スリープスプリンターになって、かれこれ四年になります


 おれは31歳のころ、スリープスプリントを作った。睡眠時無呼吸症候群用のマウスピースだ。睡眠時に装着する。これを装着するとしないとでは大違いだ。これを装着しないで寝た次の日は、夕方ぐらいに電源が切れたように眠りに落ちる。本当に落ちるのだ。
 その大切なスリープスプリントをうっかり体で踏み潰してしまったのが一ヶ月くらい前だろうか。その前から多少欠けた部分もあったものの、ど真ん中に亀裂が入ってしまった。うっかり亀裂に下が触れると挟み込まれて痛い、というレベル。が、ときは年度末、金もないし(いつもないのだが)、暇もない。そのまま割れたスリープスプリントを装着してしのいだ。

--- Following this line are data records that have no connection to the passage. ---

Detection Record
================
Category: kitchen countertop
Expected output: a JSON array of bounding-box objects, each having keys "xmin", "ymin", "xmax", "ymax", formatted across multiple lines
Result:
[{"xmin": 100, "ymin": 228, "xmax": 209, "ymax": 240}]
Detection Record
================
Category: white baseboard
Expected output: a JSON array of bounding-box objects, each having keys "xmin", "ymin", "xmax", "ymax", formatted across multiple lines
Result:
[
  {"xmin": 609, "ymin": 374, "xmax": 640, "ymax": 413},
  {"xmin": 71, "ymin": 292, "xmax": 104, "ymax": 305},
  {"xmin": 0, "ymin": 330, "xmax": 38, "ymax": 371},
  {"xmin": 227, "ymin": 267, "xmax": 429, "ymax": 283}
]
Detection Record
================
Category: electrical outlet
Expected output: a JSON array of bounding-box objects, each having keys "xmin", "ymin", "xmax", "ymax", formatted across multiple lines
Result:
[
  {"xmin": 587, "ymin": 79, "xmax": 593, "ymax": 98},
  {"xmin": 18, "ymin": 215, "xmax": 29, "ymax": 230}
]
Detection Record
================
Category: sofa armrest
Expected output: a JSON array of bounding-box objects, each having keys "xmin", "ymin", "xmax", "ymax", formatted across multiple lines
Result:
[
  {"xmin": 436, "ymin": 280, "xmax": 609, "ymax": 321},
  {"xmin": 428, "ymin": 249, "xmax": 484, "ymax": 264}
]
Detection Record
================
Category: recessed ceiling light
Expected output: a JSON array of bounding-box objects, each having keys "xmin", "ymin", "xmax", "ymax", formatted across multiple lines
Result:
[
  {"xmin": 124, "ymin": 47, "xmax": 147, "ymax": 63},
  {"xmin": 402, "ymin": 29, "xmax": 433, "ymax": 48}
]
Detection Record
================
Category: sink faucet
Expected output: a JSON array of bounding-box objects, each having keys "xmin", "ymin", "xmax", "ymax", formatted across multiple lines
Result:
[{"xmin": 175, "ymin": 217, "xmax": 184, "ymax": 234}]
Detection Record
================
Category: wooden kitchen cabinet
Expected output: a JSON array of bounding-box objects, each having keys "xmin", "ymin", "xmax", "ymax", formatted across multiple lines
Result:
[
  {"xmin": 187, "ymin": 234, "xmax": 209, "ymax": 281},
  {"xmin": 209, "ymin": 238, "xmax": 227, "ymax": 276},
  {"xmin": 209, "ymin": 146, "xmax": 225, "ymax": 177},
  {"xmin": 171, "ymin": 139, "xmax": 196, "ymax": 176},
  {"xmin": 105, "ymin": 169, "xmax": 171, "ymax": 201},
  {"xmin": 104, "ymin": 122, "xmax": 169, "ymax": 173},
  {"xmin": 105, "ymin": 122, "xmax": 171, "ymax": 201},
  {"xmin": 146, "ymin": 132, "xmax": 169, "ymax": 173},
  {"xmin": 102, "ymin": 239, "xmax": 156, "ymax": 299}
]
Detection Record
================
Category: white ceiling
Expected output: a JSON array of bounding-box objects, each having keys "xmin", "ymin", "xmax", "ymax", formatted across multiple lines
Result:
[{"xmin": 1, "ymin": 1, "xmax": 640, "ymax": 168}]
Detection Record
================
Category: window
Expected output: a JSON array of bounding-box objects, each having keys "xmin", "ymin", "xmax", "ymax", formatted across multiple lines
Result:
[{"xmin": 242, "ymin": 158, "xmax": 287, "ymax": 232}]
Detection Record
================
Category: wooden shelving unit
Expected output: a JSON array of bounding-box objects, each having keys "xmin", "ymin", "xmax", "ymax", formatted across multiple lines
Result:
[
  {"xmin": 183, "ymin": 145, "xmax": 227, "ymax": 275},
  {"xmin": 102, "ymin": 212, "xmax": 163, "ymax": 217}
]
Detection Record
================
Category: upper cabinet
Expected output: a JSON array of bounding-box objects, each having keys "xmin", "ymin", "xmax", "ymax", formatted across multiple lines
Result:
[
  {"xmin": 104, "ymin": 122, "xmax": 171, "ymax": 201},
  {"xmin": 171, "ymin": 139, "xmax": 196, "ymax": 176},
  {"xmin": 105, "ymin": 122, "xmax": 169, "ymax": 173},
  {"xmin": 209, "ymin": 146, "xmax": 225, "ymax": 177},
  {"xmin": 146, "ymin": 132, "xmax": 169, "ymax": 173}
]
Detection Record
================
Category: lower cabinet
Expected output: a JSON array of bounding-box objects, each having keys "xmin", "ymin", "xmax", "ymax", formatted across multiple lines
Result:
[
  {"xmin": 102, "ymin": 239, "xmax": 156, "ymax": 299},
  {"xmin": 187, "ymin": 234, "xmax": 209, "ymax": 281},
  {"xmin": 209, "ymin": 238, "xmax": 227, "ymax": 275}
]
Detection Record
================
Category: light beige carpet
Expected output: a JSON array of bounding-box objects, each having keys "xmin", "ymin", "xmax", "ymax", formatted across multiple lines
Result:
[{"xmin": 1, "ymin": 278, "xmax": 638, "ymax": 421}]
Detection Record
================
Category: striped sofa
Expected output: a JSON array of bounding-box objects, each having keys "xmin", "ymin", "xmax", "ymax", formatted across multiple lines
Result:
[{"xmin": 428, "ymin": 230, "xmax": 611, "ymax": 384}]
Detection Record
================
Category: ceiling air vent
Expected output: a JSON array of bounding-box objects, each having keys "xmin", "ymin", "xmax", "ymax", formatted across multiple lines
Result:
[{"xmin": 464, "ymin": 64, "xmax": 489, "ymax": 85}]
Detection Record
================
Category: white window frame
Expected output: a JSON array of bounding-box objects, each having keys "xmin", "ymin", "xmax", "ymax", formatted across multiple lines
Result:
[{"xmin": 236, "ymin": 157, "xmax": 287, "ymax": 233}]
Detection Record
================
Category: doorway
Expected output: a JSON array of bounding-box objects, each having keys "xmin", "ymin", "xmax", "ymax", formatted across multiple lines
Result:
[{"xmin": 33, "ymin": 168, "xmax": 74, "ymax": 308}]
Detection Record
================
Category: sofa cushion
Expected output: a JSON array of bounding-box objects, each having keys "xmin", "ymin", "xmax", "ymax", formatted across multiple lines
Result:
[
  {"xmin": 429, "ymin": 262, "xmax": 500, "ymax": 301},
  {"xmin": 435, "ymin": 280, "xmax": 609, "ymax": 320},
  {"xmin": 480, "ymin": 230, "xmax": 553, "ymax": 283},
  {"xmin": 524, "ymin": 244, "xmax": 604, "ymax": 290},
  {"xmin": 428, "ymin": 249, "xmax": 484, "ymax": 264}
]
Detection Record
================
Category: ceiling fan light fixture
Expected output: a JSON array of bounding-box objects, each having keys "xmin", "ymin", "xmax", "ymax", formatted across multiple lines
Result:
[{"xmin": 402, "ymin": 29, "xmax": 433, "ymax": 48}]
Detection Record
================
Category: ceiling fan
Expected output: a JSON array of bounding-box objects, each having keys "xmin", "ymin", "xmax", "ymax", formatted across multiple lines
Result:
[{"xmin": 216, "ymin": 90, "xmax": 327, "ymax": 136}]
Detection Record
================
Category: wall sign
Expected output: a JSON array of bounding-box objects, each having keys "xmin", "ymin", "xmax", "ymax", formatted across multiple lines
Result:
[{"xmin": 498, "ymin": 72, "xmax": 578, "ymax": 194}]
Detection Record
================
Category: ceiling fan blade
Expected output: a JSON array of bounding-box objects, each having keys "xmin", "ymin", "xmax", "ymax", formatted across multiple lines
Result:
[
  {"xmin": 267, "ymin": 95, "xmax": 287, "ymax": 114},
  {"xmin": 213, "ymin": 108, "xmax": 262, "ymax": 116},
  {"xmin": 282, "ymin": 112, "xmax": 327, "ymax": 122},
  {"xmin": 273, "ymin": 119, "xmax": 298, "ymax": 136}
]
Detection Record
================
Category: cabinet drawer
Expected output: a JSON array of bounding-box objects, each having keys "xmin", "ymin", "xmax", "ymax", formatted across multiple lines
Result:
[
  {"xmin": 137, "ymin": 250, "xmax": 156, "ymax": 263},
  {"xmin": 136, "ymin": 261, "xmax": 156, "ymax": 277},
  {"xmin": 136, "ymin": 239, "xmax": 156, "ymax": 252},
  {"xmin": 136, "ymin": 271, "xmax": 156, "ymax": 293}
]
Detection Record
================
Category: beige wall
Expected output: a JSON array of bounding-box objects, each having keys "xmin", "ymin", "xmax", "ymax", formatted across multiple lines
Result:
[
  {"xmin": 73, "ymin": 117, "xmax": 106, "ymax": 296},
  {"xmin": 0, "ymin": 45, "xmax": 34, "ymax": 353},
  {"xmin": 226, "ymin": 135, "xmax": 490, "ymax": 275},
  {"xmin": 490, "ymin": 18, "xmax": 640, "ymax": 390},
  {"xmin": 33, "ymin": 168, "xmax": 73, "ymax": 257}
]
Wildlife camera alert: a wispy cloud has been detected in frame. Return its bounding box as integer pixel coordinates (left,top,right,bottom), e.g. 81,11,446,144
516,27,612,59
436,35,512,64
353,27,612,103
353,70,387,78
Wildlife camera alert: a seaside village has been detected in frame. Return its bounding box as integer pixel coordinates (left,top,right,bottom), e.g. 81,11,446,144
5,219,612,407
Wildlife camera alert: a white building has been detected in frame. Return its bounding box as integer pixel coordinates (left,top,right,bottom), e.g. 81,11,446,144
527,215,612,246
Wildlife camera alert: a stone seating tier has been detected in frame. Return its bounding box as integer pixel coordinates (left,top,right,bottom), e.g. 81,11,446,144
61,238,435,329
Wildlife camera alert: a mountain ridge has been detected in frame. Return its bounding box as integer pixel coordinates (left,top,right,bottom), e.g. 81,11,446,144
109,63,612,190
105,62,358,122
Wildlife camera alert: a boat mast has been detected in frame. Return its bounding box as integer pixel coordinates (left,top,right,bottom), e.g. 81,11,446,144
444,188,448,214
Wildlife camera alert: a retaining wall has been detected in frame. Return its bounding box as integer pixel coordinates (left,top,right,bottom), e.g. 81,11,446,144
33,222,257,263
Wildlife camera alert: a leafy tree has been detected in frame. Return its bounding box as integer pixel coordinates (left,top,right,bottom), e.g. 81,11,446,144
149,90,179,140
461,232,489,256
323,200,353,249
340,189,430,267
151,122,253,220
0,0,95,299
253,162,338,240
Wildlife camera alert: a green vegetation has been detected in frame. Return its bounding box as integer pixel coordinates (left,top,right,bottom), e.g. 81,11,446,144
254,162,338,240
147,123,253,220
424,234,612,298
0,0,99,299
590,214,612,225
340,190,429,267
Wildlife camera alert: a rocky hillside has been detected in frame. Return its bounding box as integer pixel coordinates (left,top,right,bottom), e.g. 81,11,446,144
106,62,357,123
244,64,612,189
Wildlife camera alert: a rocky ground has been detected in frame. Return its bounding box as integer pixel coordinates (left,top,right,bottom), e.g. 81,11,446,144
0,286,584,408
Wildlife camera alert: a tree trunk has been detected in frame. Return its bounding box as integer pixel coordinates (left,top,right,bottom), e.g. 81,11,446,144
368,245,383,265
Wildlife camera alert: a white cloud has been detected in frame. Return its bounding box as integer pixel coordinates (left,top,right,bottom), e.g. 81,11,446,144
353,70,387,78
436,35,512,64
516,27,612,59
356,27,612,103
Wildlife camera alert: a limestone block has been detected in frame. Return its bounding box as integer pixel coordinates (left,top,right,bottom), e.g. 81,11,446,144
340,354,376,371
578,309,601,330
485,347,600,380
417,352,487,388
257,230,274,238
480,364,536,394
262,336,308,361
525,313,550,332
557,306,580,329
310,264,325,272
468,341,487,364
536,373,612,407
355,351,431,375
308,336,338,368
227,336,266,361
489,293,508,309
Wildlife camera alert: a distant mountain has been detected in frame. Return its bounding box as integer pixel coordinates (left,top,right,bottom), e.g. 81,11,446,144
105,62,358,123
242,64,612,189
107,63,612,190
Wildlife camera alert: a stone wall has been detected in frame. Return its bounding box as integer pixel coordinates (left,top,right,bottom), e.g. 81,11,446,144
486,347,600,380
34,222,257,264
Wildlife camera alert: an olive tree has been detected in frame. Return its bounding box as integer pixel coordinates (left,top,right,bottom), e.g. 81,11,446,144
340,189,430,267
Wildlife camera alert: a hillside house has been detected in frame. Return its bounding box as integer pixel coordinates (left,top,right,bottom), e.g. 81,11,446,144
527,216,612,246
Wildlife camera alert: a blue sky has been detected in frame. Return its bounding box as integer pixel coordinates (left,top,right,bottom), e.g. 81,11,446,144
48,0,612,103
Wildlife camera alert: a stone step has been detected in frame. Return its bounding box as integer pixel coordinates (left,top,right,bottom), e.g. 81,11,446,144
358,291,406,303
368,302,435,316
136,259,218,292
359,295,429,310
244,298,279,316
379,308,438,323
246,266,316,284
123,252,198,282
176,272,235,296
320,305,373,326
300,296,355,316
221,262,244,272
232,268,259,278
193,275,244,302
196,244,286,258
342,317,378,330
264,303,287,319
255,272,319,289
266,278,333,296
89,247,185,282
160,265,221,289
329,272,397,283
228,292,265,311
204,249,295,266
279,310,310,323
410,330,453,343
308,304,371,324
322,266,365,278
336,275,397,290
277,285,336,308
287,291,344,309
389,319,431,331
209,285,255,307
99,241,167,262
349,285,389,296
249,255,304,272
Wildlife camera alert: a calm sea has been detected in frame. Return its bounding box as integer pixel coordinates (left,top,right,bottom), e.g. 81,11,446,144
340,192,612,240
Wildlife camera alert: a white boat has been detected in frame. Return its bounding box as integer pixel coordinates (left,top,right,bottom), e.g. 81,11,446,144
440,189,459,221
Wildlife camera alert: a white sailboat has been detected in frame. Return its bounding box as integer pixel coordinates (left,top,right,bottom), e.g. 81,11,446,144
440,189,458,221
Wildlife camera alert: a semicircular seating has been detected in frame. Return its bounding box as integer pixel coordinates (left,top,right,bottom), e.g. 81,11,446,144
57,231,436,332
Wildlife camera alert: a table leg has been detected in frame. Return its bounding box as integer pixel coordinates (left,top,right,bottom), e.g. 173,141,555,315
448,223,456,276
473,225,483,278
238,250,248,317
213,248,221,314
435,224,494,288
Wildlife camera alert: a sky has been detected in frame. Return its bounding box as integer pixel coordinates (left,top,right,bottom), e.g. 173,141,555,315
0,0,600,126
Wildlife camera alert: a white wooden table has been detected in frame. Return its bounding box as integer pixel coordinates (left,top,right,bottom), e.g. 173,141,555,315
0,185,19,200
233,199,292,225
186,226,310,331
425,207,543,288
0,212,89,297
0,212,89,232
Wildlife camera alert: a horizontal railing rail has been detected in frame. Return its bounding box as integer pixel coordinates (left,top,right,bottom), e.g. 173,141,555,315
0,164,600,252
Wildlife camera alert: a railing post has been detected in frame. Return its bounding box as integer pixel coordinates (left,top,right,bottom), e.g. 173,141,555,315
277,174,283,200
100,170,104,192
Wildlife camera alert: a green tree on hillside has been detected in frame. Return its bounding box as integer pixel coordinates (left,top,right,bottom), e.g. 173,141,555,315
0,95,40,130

 しのいだ結果、4月に入ってようやく医者に行く余裕もできてきた(消費税増税の反動というやつかも知れず気は重い)ので、スリープスプリントの修理をしようと思った。思ったが、どういう手順で市大の付属の大手病院に予約を入れていいかわからない。かかりつけ医の紹介状なしじゃ来るんじゃねえよ、という施設だからだ。とはいえ、また上大岡の睡眠外来に行って入院検査ということもあるまいと、とりあえず電話してみる。(代表)の番号にかけ、これこれこういうことだと説明すると、「口腔外科の方にお繋ぎします」と。
 ずいぶんと待った。待ってしばらくして女性が出た。また、これこれこういうことだと説明し、「診察券はお持ちか?」というので番号を伝えると、「ああ本当ですね、かれこれ4年になりますね」などと言う。かれこれ4年。たしかに4年。とはいえ、おれに「かれこれ」と呼べるような人生の転機があったか? 成長があったか? 気持は沈む。沈むがやりとりは続く。かれこれ4年なので初診扱いになるが、受付に話を通しておくので、ということになった。スリープスプリントの修理に一からかかりつけ医(この場合、上大岡の睡眠外来)経由の必要はないということだった。少なくともこのケースでは。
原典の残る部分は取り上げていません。